In the earning’s release for the first quarter of 2012, Caterpillar CEO Doug Oberhelman said,
“We remain on track for another record-breaking year in 2012 at a time when U.S. construction activity remains depressed and economies in Europe, China and Brazil have slowed. While our outlook reflects a record year, we are highly focused on preparing for additional growth over the next few years. Although it’s tough to predict the exact timing, we expect positive economic growth moving forward. China and Brazil took steps in 2011 to slow their economies and bring inflation under control. Both countries have realized inflation levels in their targeted range and have begun to move to more accommodative economic policies that should support improved growth later this year. Improvement in those economies, better growth in Europe in the coming years and our view that the United States will continue to improve is why we are so focused on improving factory efficiency and putting additional capacity in place. We have a record order backlog today, and we need to be ready for continued growth.” [emphasis added]
The company at that time and based on those predictions expected full year 2012 revenue of between $68 and $72 billion. From what the company was seeing, given the propensity toward linear extrapolation, those expectations were not unrealistic in the mainstream convention. Revenue growth in Q1 ’12 was up 23.4% Y/Y. In fact, that expansion continued into Q2, as revenue also surged 22% Y/Y.
But then revenue growth, like the economy, suddenly and “unexpectedly” decelerated. By Q3, revenue growth was only +4.6% Y/Y, still positive but nowhere near recent experience. By the time Q3 earnings were released in October 2012, the incoming sales channel was already contracting, but the company still remained “pragmatically” optimistic heading into 2013.
“We are taking a pragmatic view of 2013—we’re not expecting rapid growth, and we’re not predicting a global recession. At this point, we expect 2013 sales will be similar overall to 2012, but with a slightly weaker first half and a slightly better second half. While machine deliveries to end users have continued to hold up, our sales will probably remain relatively weak early in 2013 as dealers are likely to continue reducing inventories. When expected dealer inventory reductions level off, and easing actions by central banks and governments around the world begin to improve economic growth, we expect our business will begin to improve.

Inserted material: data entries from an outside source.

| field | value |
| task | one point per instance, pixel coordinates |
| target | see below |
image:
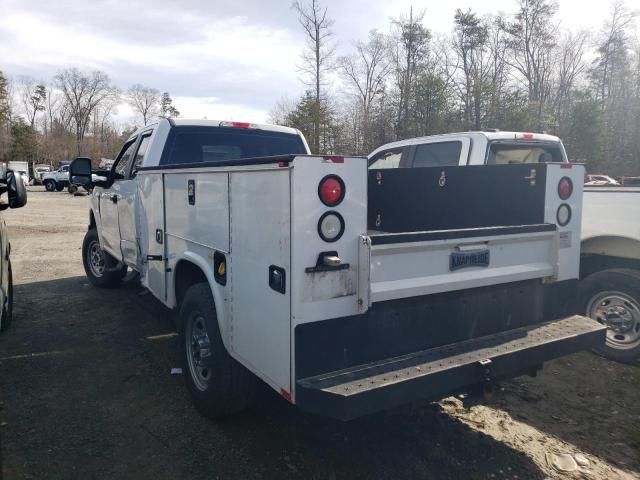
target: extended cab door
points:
(442, 153)
(109, 199)
(127, 204)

While there’s reason for optimism, and we’re not expecting a global recession in 2013, we are prepared and stand ready to take action no matter what happens to the global economy.” [emphasis added]
My translation of that is, “the global economy caught us by surprise but the Fed (and ECB, BoJ, etc.) will save us by the second half of next year.”

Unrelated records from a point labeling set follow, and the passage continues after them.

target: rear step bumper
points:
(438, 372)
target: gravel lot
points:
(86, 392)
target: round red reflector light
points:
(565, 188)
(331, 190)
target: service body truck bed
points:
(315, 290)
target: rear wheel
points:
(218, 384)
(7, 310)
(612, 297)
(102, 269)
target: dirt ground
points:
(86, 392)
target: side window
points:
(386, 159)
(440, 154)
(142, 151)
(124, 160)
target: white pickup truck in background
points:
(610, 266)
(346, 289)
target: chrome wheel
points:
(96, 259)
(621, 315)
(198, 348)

Revenue for the full year 2012 never did match those earlier expectations, falling short at $65.8 billion (still up 9.5% over 2011). For 2013, the company was expecting, based on the Fed’s second half magic, between $63 and $69 billion in revenue.
The first half of 2013 started badly as expected, but CAT did not anticipate the level of decline. Worse, the second half “Fed save” has yet to materialize. The company has now booked three consecutive quarters of 16+% declines on its top line. The forecast for full year 2013 is now down to $55 billion; far, far below expectations. They never saw this coming (just like 2008).
As a matter of historic comparison, Caterpillar’s results are far worse than even 2008, a recurring theme among economically sensitive companies. The dramatic declines in 2013 are being led by mining activity as commodity producers scale back, dramatically, their appetite for new equipment. That suggests commodity price declines are more than temporary, further cementing the idea that the weakening global environment (through the supply chain, from end users in the US and Europe, through manufacturers in China and elsewhere, to resource countries like Australia and Brazil). Australia, a rough proxy for Chinese demand, was singled out by Caterpillar as a primary source of mining equipment weakness.
But as much as commodity producers and mining activity are responsible for Caterpillar’s unfortunate circumstances, it is not the only segment showing significant declines. Nor is Asia or Latin America the only regions as such. Despite the myth of the recovery-just-around-the-corner, North American revenue was down in every segment: -9% Construction Industries; -28% Resource Industries (mining); -12% Power Systems; -19% “Other Segments.”
If Caterpillar, as IBM, tells us anything about the macro economy, it is that there was an “unexpected” and large slowdown in the middle of 2012. Once that was digested, businesses (like economists) fully expected a H2 2013 turnaround based almost exclusively on policy measures. It hasn’t appeared yet, nor are there any indications it will. Caterpillar has finally admitted reality, how long before the NBER and the rest of the economics profession? How about policymakers?